Le créateur de la série Peaky Blinders propose, sur Netflix, un tout nouveau projet : House of Guinness. Mais arrive-t-il à se hisser au niveau de son show culte ?
par Alexis Thibault.
House of Guinness, la nouvelle série du créateur de Peaky Blinders
La série House of Guinness, disponible sur Netflix depuis septembre 2025, s’ouvre comme un drame shakespearien. En 1868, un patriarche s’effondre, et de son absence surgit un empire à maintenir. À la mort de Sir Benjamin Guinness, ses quatre enfants — Arthur, Edward, Anne et Ben — se retrouvent prisonniers d’un testament qui lie fraternité, héritage et pouvoir. Huit épisodes composent cette fresque tendue, oscillant entre Dublin et New York, sous la direction de Steven Knight. Il est à l’origine de l’incontournable programme Peaky Blinders, débuté en 2012.
Aux fils aînés revient la brasserie, véritable forteresse économique ; aux autres, la dispersion des fortunes et des domaines. La fiction s’ancre donc dans les archives du XIXᵉ siècle, qui documentent les fractures d’un legs aussi lucratif… que toxique.
Sur le plan esthétique, Steven Knight recycle ici des procédés déjà éprouvés dans Peaky Blinders. Ainsi, House of Guinness aligne les mêmes signatures visuelles, mais sans l’aura ni la puissance de nouveauté qui faisaient jadis leur efficacité. Des ralentis réguliers et des morceaux contemporains (notamment de Fontaines D.C.) qui accompagnent certaines séquences spectaculaires.

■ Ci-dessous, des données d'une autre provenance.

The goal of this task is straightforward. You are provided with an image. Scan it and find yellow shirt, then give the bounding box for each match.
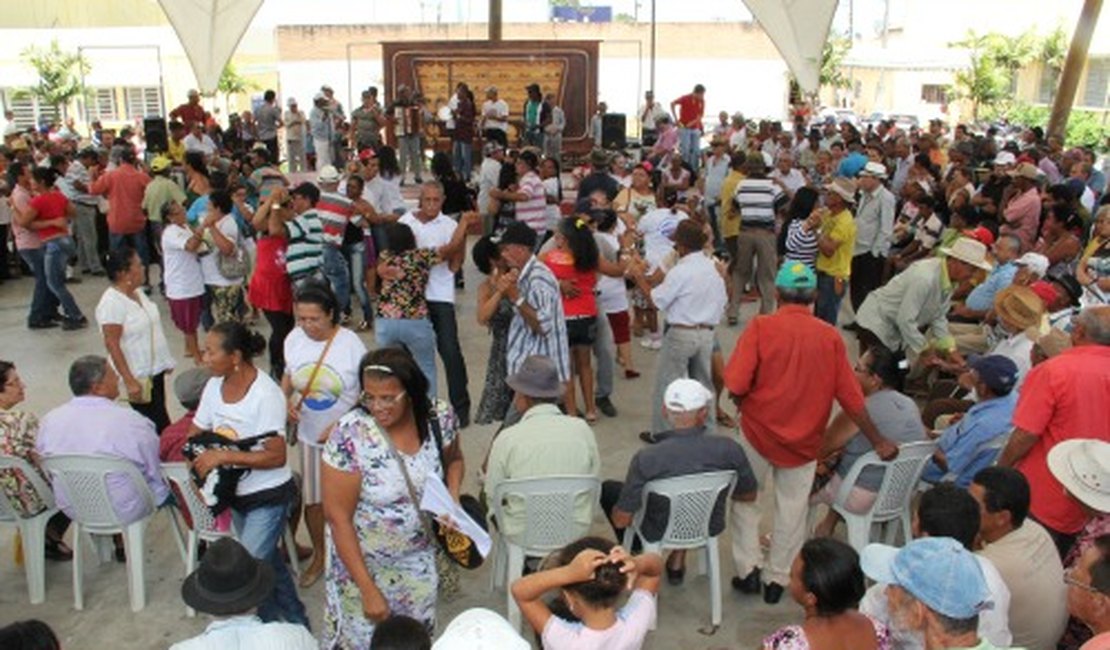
[167,137,186,165]
[718,170,745,239]
[816,208,856,278]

Pourquoi l’histoire de la maison Guinness fascine ?
Mais l’histoire de la famille Guinness demeure intéressante, car elle embrasse plus qu’un simple héritage économique. Elle incarne l’intersection du capital, du symbolique et du social. Dès l’ouverture, la mort de Benjamin Lee Guinness fait battre la ville comme un tambour. Les quatre héritiers se toisent, mêlant orgueil et crainte. Les docks, les paroisses, les ruelles sombres ouvrent la scène d’un capitalisme naissant qui cherche encore sa morale.

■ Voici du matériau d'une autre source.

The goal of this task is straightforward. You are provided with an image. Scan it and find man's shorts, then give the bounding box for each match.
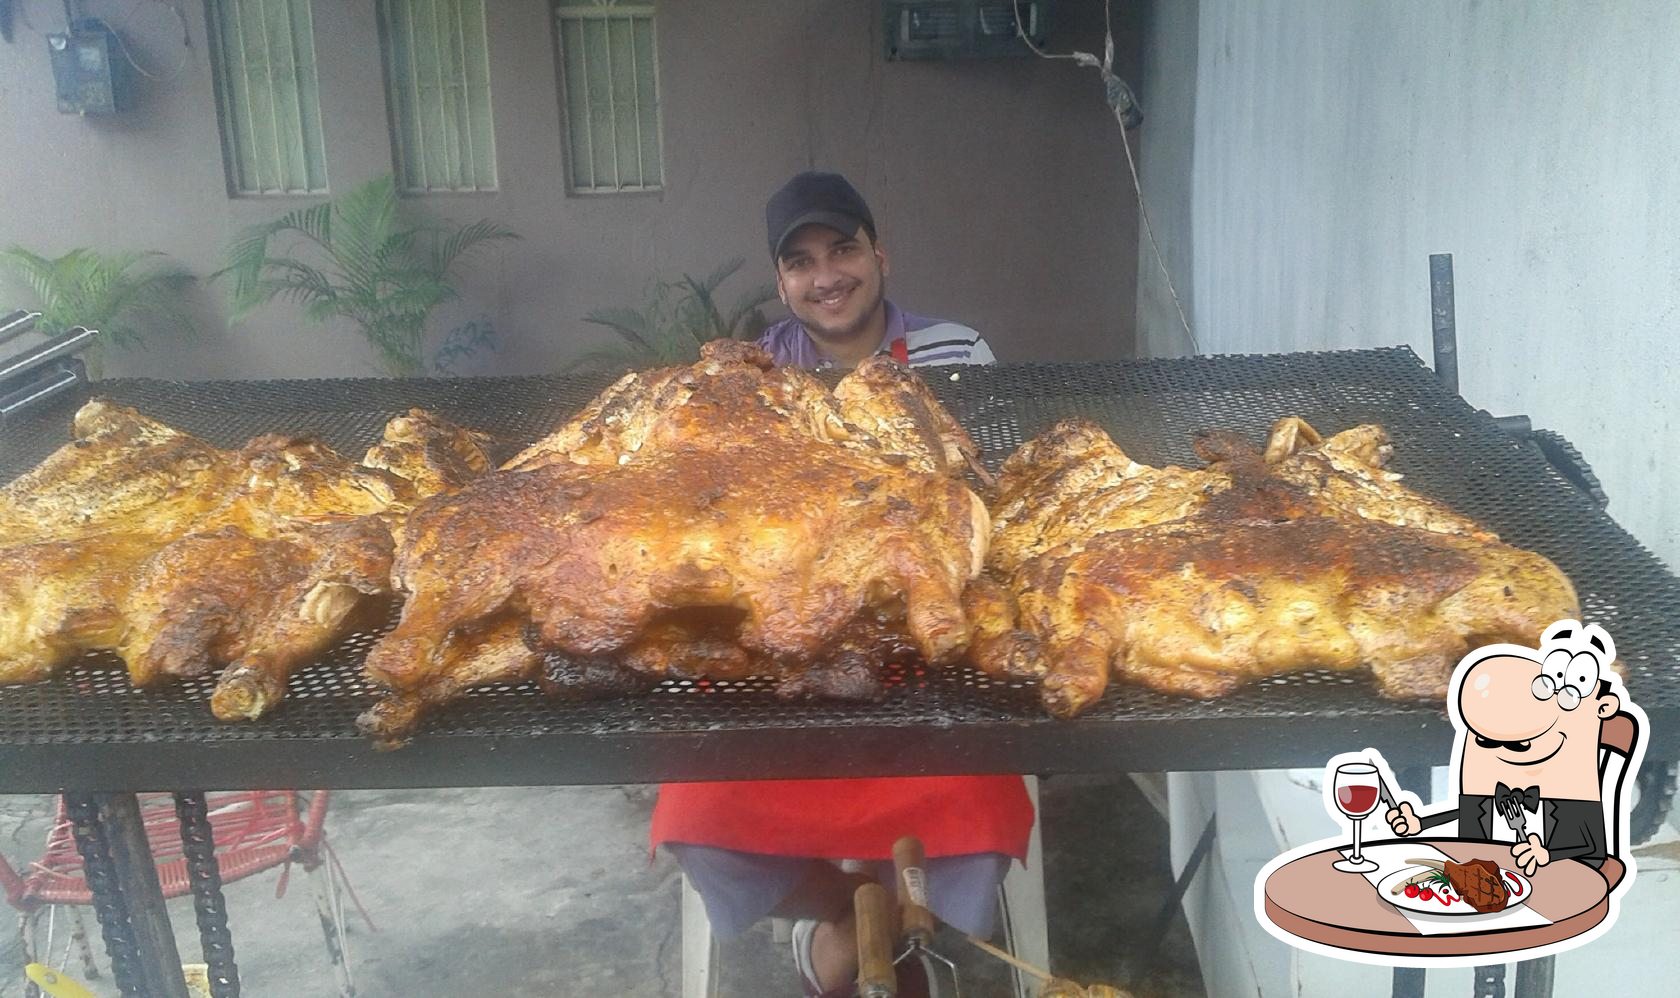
[666,842,1013,939]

Dans la rue, le nom Guinness sonne d’ailleurs comme un outil aux mains des protestants anglais, étendard d’une domination sociale et spirituelle. Il faut dire que Benjamin Guinness était particulièrement détesté. Par sa famille et par le reste. La brasserie est donc une mécanique prête à s’emballer, capable, par ses fortunes et ses clientèles, de déplacer l’équilibre politique du Royaume-Uni. House of Guinness ne raconte pas seulement un empire brassicole, mais aussi la façon dont un héritage peut se transformer en dette.

Un casting de choix
On retiendra aussi de cette série son casting de choix. Anthony Boyle — vu dans Masters of the Air (2024) et Tolkien (2019) —, Louis Partridge — révélé par Enola Holmes (2020) et Emily Fairn composent une fratrie d’héritiers aux gestes à vif. Ambition, pudeur et blessures à fleur de peau… L’acteur britannique James Norton Little Women (2019) — dévoile une partition tranchante. Beaucoup de critiques louent le jeu de ce dernier et son charisme brut.

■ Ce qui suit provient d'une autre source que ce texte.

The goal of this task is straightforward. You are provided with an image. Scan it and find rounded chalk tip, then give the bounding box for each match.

Certains rapprochent ces rivalités fraternelles des dynamiques de l’excellente série Succession (2018). L’analogie éclaire la question centrale : l’héritage fonde-t-il la légitimité ou la conteste-t-il ? Au final, on saluera l’ampleur et la tenue plastique de la série, tout en notant une mise en route trop appliquée.
On regrette des dialogues d’exposition qui alourdissent parfois la marche et des morceaux anachroniques parfois maniéristes. Aussi, le vernis visuel polit, à certains moments, la rugosité sociale annoncée. Quant aux seconds rôles féminins, ils sont malheureusement sous-écrits.
House of Guinness (2025) de Steven Knight, disponible sur Netflix.